Il y a eu un décès. Puis un autre. En quelques jours, comme ça. Comme dans un film super pathos, du genre qui se ferait démonter plan par plan sur ce site ou d'autres. Entre les deux, il y a eu l'album de Verone dans ma boite aux lettres. Un disque tout en atmosphères, qui m'a immédiatement pris à la gorge, sans trop que je sache si c'était lui ou bien si c'était moi. Si c'était le disque, ou si c'était juste le moment. Avec quelques semaines de recul, c'était bien le disque. Je n'avais rien fait de particulier, ni moi ni ceux qui venaient de s'éteindre (les pauvres).

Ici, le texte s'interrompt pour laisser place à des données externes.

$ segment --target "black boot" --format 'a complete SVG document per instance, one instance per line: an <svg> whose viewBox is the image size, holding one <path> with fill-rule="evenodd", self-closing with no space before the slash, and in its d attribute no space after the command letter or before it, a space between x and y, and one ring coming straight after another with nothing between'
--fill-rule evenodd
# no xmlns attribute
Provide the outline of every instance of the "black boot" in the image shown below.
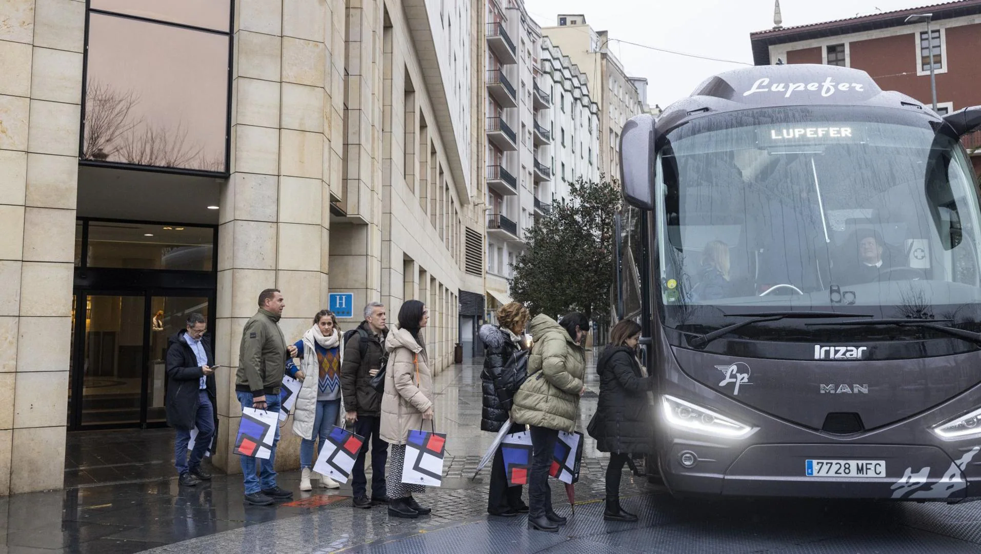
<svg viewBox="0 0 981 554"><path fill-rule="evenodd" d="M528 518L528 529L535 530L543 530L547 532L557 532L558 526L552 523L545 516L539 516L537 518Z"/></svg>
<svg viewBox="0 0 981 554"><path fill-rule="evenodd" d="M553 524L558 524L560 526L564 526L566 523L568 523L568 520L566 520L562 516L559 516L558 514L556 514L554 511L552 511L550 509L547 512L545 512L545 517L548 518L549 522L551 522Z"/></svg>
<svg viewBox="0 0 981 554"><path fill-rule="evenodd" d="M432 508L423 508L418 502L416 502L416 499L411 496L405 498L405 505L415 510L420 516L428 516L433 513Z"/></svg>
<svg viewBox="0 0 981 554"><path fill-rule="evenodd" d="M603 511L603 520L607 522L636 522L637 516L628 514L620 507L619 496L606 497L606 510Z"/></svg>
<svg viewBox="0 0 981 554"><path fill-rule="evenodd" d="M393 518L405 518L407 520L414 520L419 517L419 512L416 512L409 507L407 498L396 498L388 503L388 515Z"/></svg>

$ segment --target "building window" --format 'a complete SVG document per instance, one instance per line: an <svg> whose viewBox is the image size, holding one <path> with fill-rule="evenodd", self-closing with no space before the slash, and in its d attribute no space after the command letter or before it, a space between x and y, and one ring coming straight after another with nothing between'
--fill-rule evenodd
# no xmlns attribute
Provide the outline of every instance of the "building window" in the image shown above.
<svg viewBox="0 0 981 554"><path fill-rule="evenodd" d="M930 73L931 47L933 48L934 73L938 70L944 69L944 44L941 36L941 30L942 29L939 28L930 29L929 37L927 37L925 30L920 31L919 33L920 73Z"/></svg>
<svg viewBox="0 0 981 554"><path fill-rule="evenodd" d="M91 1L82 160L228 172L231 2L187 6Z"/></svg>
<svg viewBox="0 0 981 554"><path fill-rule="evenodd" d="M87 242L83 244L84 226L87 226ZM213 227L78 220L75 265L210 272L214 271L215 230Z"/></svg>
<svg viewBox="0 0 981 554"><path fill-rule="evenodd" d="M845 67L845 45L831 44L827 47L828 65Z"/></svg>

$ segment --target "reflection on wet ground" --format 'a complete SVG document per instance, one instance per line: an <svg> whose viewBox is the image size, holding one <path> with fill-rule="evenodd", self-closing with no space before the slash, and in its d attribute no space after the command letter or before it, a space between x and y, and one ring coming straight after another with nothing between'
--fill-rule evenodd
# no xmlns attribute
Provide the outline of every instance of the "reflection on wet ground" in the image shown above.
<svg viewBox="0 0 981 554"><path fill-rule="evenodd" d="M524 516L487 515L488 470L470 478L492 439L479 430L479 365L464 364L437 378L437 426L448 434L448 455L443 486L419 497L434 508L432 516L394 520L382 508L353 509L347 485L301 493L298 472L280 474L280 484L295 493L291 502L246 506L239 476L179 487L170 429L72 433L65 490L0 499L0 554L981 552L978 502L682 502L629 472L624 504L641 522L605 523L606 456L591 439L574 516L563 488L552 486L569 525L558 533L528 531ZM592 372L587 385L595 392ZM594 394L584 396L581 428L595 402Z"/></svg>

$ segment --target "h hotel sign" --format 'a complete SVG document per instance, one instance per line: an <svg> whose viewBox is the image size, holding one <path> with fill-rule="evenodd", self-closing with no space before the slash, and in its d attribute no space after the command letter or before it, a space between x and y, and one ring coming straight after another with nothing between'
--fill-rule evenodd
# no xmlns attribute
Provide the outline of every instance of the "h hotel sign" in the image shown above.
<svg viewBox="0 0 981 554"><path fill-rule="evenodd" d="M353 292L332 292L330 295L330 310L338 319L350 319L354 317Z"/></svg>

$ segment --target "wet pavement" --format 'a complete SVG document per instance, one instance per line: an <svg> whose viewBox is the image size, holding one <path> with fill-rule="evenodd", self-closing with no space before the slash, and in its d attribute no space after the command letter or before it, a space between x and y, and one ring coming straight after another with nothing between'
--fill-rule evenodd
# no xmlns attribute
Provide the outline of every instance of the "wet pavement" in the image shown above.
<svg viewBox="0 0 981 554"><path fill-rule="evenodd" d="M624 505L637 524L602 521L606 456L587 439L572 515L552 480L560 532L526 529L527 519L488 516L487 473L470 478L492 439L479 430L480 367L437 378L437 429L448 433L443 486L418 495L434 508L418 520L356 510L350 488L299 492L298 472L280 474L294 491L274 507L242 502L240 476L179 487L170 429L71 433L63 491L0 499L0 554L271 553L981 553L981 502L956 505L855 501L678 501L624 474ZM582 425L595 410L591 373ZM5 525L2 525L4 524Z"/></svg>

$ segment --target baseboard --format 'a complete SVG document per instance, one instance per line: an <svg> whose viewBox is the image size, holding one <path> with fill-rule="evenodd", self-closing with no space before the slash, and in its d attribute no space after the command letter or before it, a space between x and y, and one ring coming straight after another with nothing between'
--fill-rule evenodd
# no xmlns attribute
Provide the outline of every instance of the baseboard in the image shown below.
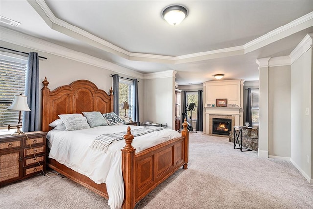
<svg viewBox="0 0 313 209"><path fill-rule="evenodd" d="M300 172L302 174L302 175L306 179L306 180L309 182L310 183L313 184L313 179L311 179L310 177L304 171L302 170L299 165L295 161L292 160L292 159L290 159L290 161L294 165L297 169L300 171Z"/></svg>
<svg viewBox="0 0 313 209"><path fill-rule="evenodd" d="M281 159L282 160L285 161L290 161L290 157L283 157L281 156L272 156L271 155L269 155L268 156L268 157L271 158L272 159Z"/></svg>
<svg viewBox="0 0 313 209"><path fill-rule="evenodd" d="M258 156L260 157L268 158L268 151L267 150L262 150L258 149Z"/></svg>

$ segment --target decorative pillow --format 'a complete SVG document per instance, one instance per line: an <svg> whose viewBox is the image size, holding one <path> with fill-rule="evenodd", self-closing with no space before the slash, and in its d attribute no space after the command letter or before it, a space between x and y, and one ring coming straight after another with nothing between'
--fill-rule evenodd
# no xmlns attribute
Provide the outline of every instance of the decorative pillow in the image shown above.
<svg viewBox="0 0 313 209"><path fill-rule="evenodd" d="M115 112L109 112L109 113L104 113L102 115L103 115L104 118L107 120L109 125L117 125L125 123L124 120L120 118Z"/></svg>
<svg viewBox="0 0 313 209"><path fill-rule="evenodd" d="M51 127L55 127L57 126L61 125L62 124L64 125L63 124L63 121L62 121L61 118L59 118L58 119L56 119L56 120L49 124L49 126L51 126Z"/></svg>
<svg viewBox="0 0 313 209"><path fill-rule="evenodd" d="M81 114L66 114L59 115L59 117L63 121L67 131L79 130L90 128L86 118Z"/></svg>
<svg viewBox="0 0 313 209"><path fill-rule="evenodd" d="M87 122L91 128L108 125L107 121L100 112L83 112L83 114L87 119Z"/></svg>
<svg viewBox="0 0 313 209"><path fill-rule="evenodd" d="M62 122L62 125L58 125L57 126L54 127L53 129L55 129L56 130L67 130L66 128L65 128L65 125L63 124Z"/></svg>

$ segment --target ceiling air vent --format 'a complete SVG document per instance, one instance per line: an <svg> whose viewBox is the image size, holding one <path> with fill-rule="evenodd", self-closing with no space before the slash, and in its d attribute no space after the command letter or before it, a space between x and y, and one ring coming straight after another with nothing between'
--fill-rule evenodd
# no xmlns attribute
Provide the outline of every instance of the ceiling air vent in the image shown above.
<svg viewBox="0 0 313 209"><path fill-rule="evenodd" d="M0 22L2 22L2 23L6 23L7 24L10 25L15 27L18 27L21 24L21 23L19 23L18 22L16 22L13 20L11 20L9 18L7 18L6 17L1 16L0 15Z"/></svg>

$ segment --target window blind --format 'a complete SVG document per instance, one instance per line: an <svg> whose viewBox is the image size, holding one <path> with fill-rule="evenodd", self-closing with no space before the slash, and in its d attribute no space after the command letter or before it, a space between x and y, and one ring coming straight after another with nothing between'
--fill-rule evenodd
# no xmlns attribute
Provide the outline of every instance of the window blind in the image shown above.
<svg viewBox="0 0 313 209"><path fill-rule="evenodd" d="M0 59L0 124L1 126L16 124L19 111L7 109L16 94L24 94L27 64L25 60ZM23 112L21 112L22 118Z"/></svg>
<svg viewBox="0 0 313 209"><path fill-rule="evenodd" d="M251 90L251 104L253 125L259 125L259 89Z"/></svg>

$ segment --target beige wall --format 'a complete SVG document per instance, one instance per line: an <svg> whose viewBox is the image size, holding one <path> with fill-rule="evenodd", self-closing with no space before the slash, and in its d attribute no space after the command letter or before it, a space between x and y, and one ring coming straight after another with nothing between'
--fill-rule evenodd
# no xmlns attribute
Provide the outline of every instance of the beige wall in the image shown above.
<svg viewBox="0 0 313 209"><path fill-rule="evenodd" d="M107 92L112 86L113 78L110 75L115 74L114 71L3 41L1 42L1 46L27 52L30 51L36 52L39 56L47 58L47 60L40 59L39 78L40 82L41 82L45 77L46 77L49 82L48 87L51 90L61 85L69 84L79 79L89 80L96 84L99 89L103 89ZM135 78L120 73L119 75L130 78ZM139 116L142 120L141 119L144 117L143 98L144 80L138 80Z"/></svg>
<svg viewBox="0 0 313 209"><path fill-rule="evenodd" d="M311 181L313 177L312 116L306 115L305 109L308 108L309 115L312 115L312 70L310 48L291 66L291 161Z"/></svg>
<svg viewBox="0 0 313 209"><path fill-rule="evenodd" d="M145 80L144 118L142 121L167 123L174 127L175 78Z"/></svg>
<svg viewBox="0 0 313 209"><path fill-rule="evenodd" d="M268 155L290 157L291 66L268 70Z"/></svg>

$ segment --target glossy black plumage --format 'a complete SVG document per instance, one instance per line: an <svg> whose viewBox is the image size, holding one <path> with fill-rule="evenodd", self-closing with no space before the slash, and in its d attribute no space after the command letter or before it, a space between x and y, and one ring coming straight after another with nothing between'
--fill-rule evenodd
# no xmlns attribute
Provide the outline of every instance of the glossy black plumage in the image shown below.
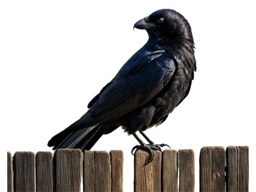
<svg viewBox="0 0 256 192"><path fill-rule="evenodd" d="M120 126L134 134L159 126L187 96L197 66L187 19L163 8L134 27L146 30L147 41L90 101L88 111L48 141L48 147L89 150L103 134Z"/></svg>

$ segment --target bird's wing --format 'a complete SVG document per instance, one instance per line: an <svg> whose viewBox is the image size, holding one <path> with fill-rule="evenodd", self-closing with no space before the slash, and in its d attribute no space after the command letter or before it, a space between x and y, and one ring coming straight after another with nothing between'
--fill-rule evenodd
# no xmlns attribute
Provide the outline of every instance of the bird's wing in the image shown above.
<svg viewBox="0 0 256 192"><path fill-rule="evenodd" d="M146 103L163 88L175 70L173 58L161 53L149 55L146 62L145 59L141 58L126 74L122 70L121 76L105 88L91 108L89 124L120 117Z"/></svg>
<svg viewBox="0 0 256 192"><path fill-rule="evenodd" d="M165 51L161 50L155 51L151 51L150 50L147 51L144 51L143 49L144 49L143 47L140 50L139 52L139 51L136 52L133 56L130 57L127 61L121 67L113 78L91 99L87 104L87 108L88 110L93 106L94 103L99 98L104 90L113 82L131 73L134 73L138 72L145 62L153 60L155 57L159 56ZM141 53L141 52L142 53Z"/></svg>

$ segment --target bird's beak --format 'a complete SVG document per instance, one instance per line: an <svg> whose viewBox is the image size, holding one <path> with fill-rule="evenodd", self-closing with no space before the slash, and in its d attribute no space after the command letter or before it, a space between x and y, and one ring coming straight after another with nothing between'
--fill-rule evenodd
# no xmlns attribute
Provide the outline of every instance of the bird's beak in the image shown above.
<svg viewBox="0 0 256 192"><path fill-rule="evenodd" d="M141 18L136 22L133 25L133 29L136 28L140 30L150 29L156 27L154 23L148 21L148 17L145 17Z"/></svg>

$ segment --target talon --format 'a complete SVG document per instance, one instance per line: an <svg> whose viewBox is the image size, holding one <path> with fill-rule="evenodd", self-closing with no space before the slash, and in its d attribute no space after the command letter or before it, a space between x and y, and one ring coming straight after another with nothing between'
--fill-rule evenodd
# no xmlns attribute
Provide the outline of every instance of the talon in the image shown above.
<svg viewBox="0 0 256 192"><path fill-rule="evenodd" d="M162 148L172 148L172 146L168 143L161 143L160 145Z"/></svg>

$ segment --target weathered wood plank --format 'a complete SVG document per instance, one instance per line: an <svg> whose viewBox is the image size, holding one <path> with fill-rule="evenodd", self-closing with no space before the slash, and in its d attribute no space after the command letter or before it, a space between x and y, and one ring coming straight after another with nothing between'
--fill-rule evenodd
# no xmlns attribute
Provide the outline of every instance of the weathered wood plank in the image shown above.
<svg viewBox="0 0 256 192"><path fill-rule="evenodd" d="M154 151L153 161L144 166L148 153L138 150L135 153L134 169L134 189L136 192L161 191L162 153Z"/></svg>
<svg viewBox="0 0 256 192"><path fill-rule="evenodd" d="M177 191L178 150L166 149L163 154L163 191Z"/></svg>
<svg viewBox="0 0 256 192"><path fill-rule="evenodd" d="M83 190L95 192L95 164L94 151L84 151L83 153Z"/></svg>
<svg viewBox="0 0 256 192"><path fill-rule="evenodd" d="M178 170L180 192L194 192L196 188L196 160L192 148L179 149Z"/></svg>
<svg viewBox="0 0 256 192"><path fill-rule="evenodd" d="M200 191L225 192L225 150L221 145L202 147L200 156Z"/></svg>
<svg viewBox="0 0 256 192"><path fill-rule="evenodd" d="M59 149L56 155L57 191L81 191L81 151Z"/></svg>
<svg viewBox="0 0 256 192"><path fill-rule="evenodd" d="M111 191L123 192L124 188L123 150L111 150L110 157L111 159Z"/></svg>
<svg viewBox="0 0 256 192"><path fill-rule="evenodd" d="M111 192L111 168L110 155L105 151L95 152L95 191Z"/></svg>
<svg viewBox="0 0 256 192"><path fill-rule="evenodd" d="M246 145L227 146L227 190L249 191L250 147Z"/></svg>
<svg viewBox="0 0 256 192"><path fill-rule="evenodd" d="M15 191L35 192L35 154L29 151L18 151L14 153Z"/></svg>
<svg viewBox="0 0 256 192"><path fill-rule="evenodd" d="M52 153L39 151L36 153L35 159L36 192L52 192Z"/></svg>
<svg viewBox="0 0 256 192"><path fill-rule="evenodd" d="M7 192L13 192L13 167L12 165L12 153L8 151L6 153L6 163L7 173L6 173Z"/></svg>

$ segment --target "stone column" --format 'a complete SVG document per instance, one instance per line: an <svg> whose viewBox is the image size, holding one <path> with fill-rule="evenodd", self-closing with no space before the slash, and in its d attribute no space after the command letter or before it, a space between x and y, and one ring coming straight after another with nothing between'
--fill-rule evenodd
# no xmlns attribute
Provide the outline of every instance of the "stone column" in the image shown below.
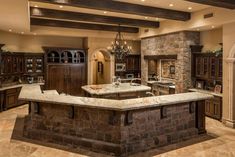
<svg viewBox="0 0 235 157"><path fill-rule="evenodd" d="M227 127L235 128L235 58L225 59L228 74L224 74L224 100L222 122Z"/></svg>

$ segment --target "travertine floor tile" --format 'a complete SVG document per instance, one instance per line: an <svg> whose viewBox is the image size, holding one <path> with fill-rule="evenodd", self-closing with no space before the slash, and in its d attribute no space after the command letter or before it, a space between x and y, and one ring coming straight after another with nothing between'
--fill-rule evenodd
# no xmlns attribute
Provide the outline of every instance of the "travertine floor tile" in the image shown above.
<svg viewBox="0 0 235 157"><path fill-rule="evenodd" d="M16 117L27 112L27 106L21 106L0 113L0 157L108 157L84 149L69 151L68 148L47 147L13 138L13 135L20 134L22 128L15 125ZM210 118L206 119L206 126L207 135L132 157L235 157L235 129L226 128Z"/></svg>

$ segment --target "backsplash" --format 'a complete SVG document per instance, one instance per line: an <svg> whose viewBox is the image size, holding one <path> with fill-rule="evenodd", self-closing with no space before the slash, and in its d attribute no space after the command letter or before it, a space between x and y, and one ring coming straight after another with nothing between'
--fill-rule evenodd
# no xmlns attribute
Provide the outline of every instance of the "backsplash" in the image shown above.
<svg viewBox="0 0 235 157"><path fill-rule="evenodd" d="M176 60L161 60L161 78L175 79L175 62Z"/></svg>

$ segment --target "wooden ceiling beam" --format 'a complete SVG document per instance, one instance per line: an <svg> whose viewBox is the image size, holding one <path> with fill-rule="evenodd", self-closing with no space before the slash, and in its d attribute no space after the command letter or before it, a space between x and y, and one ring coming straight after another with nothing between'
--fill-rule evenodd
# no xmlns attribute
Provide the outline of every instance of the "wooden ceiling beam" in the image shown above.
<svg viewBox="0 0 235 157"><path fill-rule="evenodd" d="M186 0L193 3L211 5L215 7L227 8L227 9L235 9L235 1L234 0Z"/></svg>
<svg viewBox="0 0 235 157"><path fill-rule="evenodd" d="M148 17L164 18L170 20L190 20L189 12L176 11L164 8L144 6L113 0L32 0L34 2L67 5L80 8L105 10L111 12L134 14Z"/></svg>
<svg viewBox="0 0 235 157"><path fill-rule="evenodd" d="M100 30L100 31L112 31L112 32L117 32L119 29L118 26L111 26L111 25L59 21L59 20L40 19L40 18L30 18L30 19L31 19L30 21L31 25L36 25L36 26L63 27L63 28ZM139 32L139 28L136 28L136 27L120 26L120 30L121 32L126 32L126 33L138 33Z"/></svg>
<svg viewBox="0 0 235 157"><path fill-rule="evenodd" d="M159 22L157 21L137 20L130 18L94 15L87 13L52 10L44 8L31 7L30 15L31 17L39 17L39 18L42 17L42 18L62 19L62 20L72 20L72 21L97 22L97 23L106 23L106 24L117 24L117 25L120 24L120 25L148 27L148 28L159 27Z"/></svg>

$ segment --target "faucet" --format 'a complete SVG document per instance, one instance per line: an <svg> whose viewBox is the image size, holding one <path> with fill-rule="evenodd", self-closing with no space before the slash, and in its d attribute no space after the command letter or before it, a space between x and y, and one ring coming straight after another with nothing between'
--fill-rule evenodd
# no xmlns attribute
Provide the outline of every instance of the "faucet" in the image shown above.
<svg viewBox="0 0 235 157"><path fill-rule="evenodd" d="M136 81L136 80L141 81L141 79L139 79L139 78L131 79L131 83L130 83L130 85L133 85L133 81Z"/></svg>
<svg viewBox="0 0 235 157"><path fill-rule="evenodd" d="M146 95L155 96L155 94L153 94L152 92L146 92Z"/></svg>

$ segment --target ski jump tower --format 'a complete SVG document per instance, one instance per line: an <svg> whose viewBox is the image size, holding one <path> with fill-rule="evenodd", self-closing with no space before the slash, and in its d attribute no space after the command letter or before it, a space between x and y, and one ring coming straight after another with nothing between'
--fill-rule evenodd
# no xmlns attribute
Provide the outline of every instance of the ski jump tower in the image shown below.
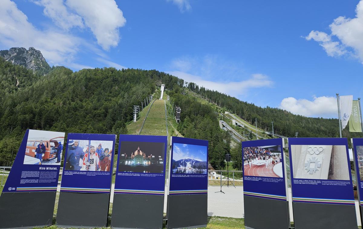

C'était bien La Percée qui convoquait les ténèbres lorsque je le glissais sur la platine, et non mon humeur maussade qui en faisait un ouvrage plus mélancolique et plus beau qu'il ne l'était réellement. Des fois, j'aimerais m'arracher le cœur pour pouvoir apprécier certaines œuvres à leur juste valeur. Mais je suppose que si je m'arrachais le cœur, je n'apprécierais plus grand-chose1.

Il y a beaucoup de choses dans La Percée. Des qualités, principalement. Des surprises, lorsque l'on ne connaît pas ou peu le duo (ce qui était - est toujours, à la minute où j'écris ces lignes - mon cas). Des textes qui composent leur propre musique à l'intérieur des chansons ("Fish Pédicure", "Vieille peau"). Un son ample, chaleureux même lorsque les atmosphères sont des plus arides ("La Vallée", "La Percée"). Des guitares superbement captées (à peu près partout). Une cohérence rare (de production, de ton ou de climats), en France, pays où l'on aime bien dire "je fais de la chanson" pour oublier qu'on ne sait pas forcément toujours faire de la musique. Mais il y a surtout une magie, un truc qui fait que l'on ne puisse s'empêcher d'y revenir sans cesse, même si ses atmosphères parfois pesantes ne donnent pas forcément envie de se l'envoyer tous les matins au petit déj. Un truc qui fait que l'on sait instinctivement que l'on tient là plus - mieux - qu'un simple "très bon album".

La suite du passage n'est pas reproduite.